Skittish at the prospect of further losses, the Chinese government has taken action. On Saturday, the country’s largest brokerage firms agreed to establish a fund worth 120 billion yuan ($19.4 billion) to buy shares in the largest companies listed in the index. Beijing has also lowered interest rates, relaxed restrictions on buying stocks with borrowed money, and imposed a moratorium on initial public offerings. The country has even relied on propaganda to encourage the public to hold onto their shares for patriotic reasons.

The recent fall in the Chinese stock market followed an extraordinary bull period in which the Shanghai composite grew by 149 percent this year through June 12. The boom was fueled by retail punters relatively new to investing—according to the Financial Times, more than 12 million new accounts were opened on the stock exchange in May alone. Once dominated by elites, the stock market increasingly has become a vehicle for China’s emerging middle class. Two thirds of households who opened accounts in the first quarter of 2015 didn’t even finish high school. Equity market fever has spread to China’s universities, where 31 percent of the country’s college students have invested in a stock. Three quarters of them used money provided by their parents.

In recent years, Chinese people have generally plowed their excess savings into housing, but the uneven performance of the real estate market has spurred interest in other vehicles for domestic investment. (Because of strict capital controls, it’s very difficult for most Chinese people to move money out of the country.) Increasingly, more have turned to the stock market. According to Bloomberg, over 90 million people in China have invested in equities—a number greater than the total membership in the Chinese Communist Party.

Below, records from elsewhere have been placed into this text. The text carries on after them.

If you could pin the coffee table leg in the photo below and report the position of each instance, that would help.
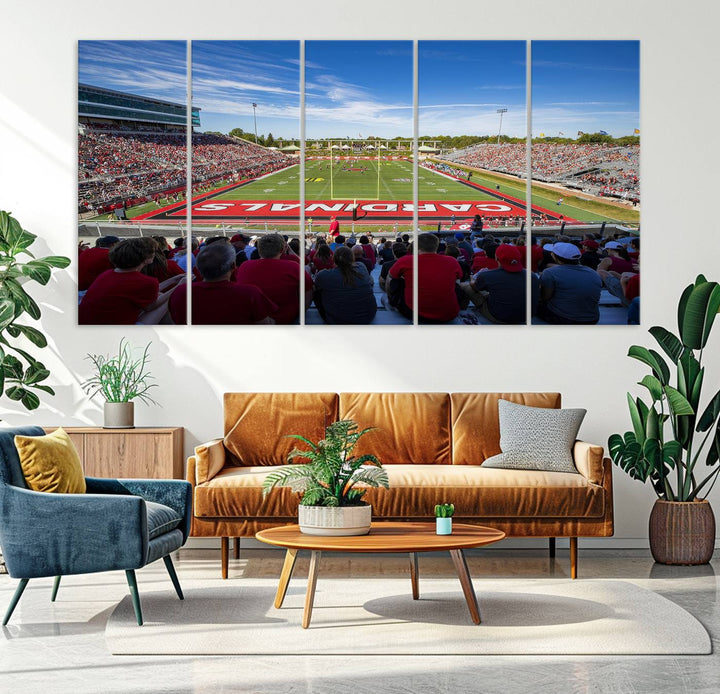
(414, 575)
(288, 566)
(464, 575)
(312, 582)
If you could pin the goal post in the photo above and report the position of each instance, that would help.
(350, 176)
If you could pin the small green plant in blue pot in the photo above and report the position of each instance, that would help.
(443, 518)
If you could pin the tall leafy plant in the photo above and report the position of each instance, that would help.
(20, 372)
(121, 377)
(672, 435)
(332, 473)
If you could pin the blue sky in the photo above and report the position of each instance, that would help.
(155, 69)
(229, 76)
(462, 84)
(358, 88)
(365, 87)
(585, 85)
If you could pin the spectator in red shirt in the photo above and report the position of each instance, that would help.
(218, 300)
(360, 257)
(369, 249)
(438, 274)
(124, 295)
(322, 257)
(484, 260)
(161, 267)
(277, 278)
(94, 261)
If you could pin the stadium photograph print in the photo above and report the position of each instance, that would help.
(132, 158)
(358, 180)
(443, 205)
(246, 187)
(471, 262)
(585, 181)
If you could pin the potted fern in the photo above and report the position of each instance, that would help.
(120, 379)
(332, 500)
(675, 443)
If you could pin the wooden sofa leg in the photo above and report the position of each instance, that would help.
(224, 552)
(573, 557)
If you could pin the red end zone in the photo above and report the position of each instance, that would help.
(375, 210)
(206, 208)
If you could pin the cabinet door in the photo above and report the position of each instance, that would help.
(141, 455)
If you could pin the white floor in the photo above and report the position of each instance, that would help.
(60, 647)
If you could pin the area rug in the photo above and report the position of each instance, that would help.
(378, 616)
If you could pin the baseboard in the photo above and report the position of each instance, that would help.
(511, 543)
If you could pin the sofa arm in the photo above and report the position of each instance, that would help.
(589, 461)
(45, 534)
(209, 460)
(177, 494)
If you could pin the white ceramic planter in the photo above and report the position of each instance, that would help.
(119, 415)
(443, 526)
(335, 520)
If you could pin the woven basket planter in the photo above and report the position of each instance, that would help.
(682, 532)
(335, 520)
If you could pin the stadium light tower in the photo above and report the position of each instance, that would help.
(255, 120)
(500, 111)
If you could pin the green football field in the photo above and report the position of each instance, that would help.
(391, 180)
(346, 182)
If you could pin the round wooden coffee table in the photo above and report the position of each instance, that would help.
(384, 538)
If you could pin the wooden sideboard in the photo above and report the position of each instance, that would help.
(143, 452)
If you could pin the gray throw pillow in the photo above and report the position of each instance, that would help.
(536, 438)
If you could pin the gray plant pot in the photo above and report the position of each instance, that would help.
(119, 415)
(335, 520)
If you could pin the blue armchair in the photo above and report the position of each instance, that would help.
(117, 524)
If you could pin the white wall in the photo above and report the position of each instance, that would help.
(680, 152)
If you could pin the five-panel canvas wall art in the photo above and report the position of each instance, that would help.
(468, 183)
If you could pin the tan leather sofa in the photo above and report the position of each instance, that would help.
(433, 446)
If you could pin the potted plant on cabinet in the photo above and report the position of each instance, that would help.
(121, 379)
(331, 502)
(669, 441)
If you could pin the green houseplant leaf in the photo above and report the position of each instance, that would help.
(650, 451)
(699, 314)
(331, 473)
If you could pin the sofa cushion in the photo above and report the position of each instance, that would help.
(51, 463)
(411, 427)
(477, 492)
(476, 423)
(161, 519)
(536, 438)
(257, 424)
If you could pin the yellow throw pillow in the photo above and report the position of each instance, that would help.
(51, 463)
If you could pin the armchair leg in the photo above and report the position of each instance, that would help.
(224, 552)
(173, 576)
(132, 582)
(15, 599)
(573, 557)
(56, 585)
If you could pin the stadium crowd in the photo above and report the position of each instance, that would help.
(579, 165)
(123, 166)
(244, 280)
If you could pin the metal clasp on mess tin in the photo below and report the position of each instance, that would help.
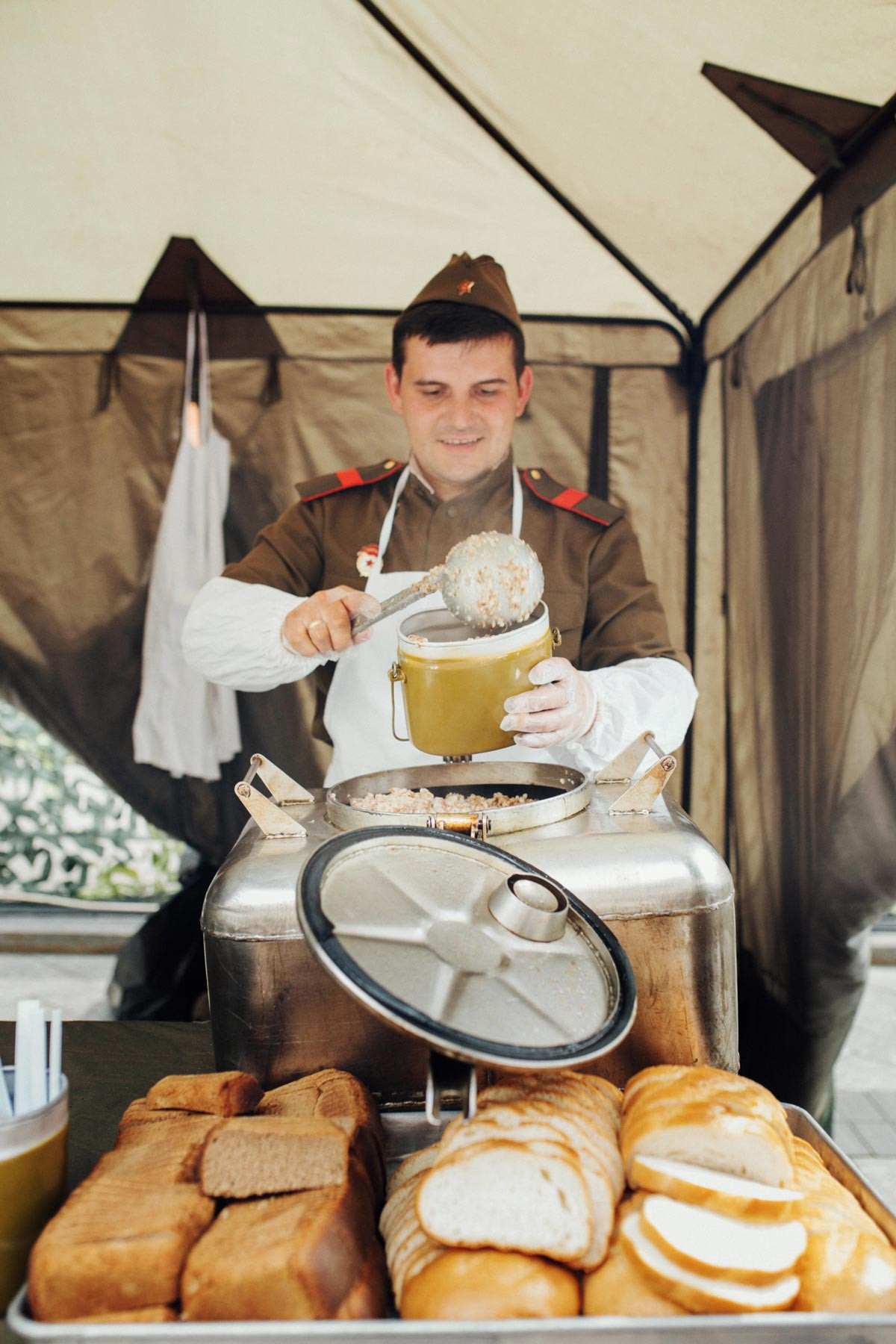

The recent dip in prices, then, affects the fortunes of a large number of people. Should those outside of China worry about it?

Perhaps not. For a heavily integrated global economy that’s now the world’s second largest, China’s stock markets are quite isolated. Foreign investors hold only two percent of all Chinese equities, and equities account for only around 5 percent of overall financing. China’s aggregate bank deposits—a staggering $21 trillion—also provides a buffer against major market fluctuations. And the long bull run that preceded June’s swoon has not faded entirely: The Shanghai Composite is still up 20 percent since January 1.

Nevertheless, such volatility in the world’s second largest equity market (by market capitalization) raises questions about the overall health of China’s economy. GDP grew by 7 percent in the first quarter of 2015, its weakest mark in six years, and stimulus measures adopted by the government have yet to reverse this slide. According to Ira Kalish, Chief Economist at Deloitte, China’s slowdown has already had consequences beyond its borders.

“Already, the halving of China’s growth has wreaked havoc with global commodity markets and has negatively influenced growth in those East Asian economies that are a vital part of China’s manufacturing supply chain,” he wrote in ChinaFile. “It could be argued that the imbalances in China’s economy thus represent more of a risk to the global economy than the current and much discussed situation in Greece.”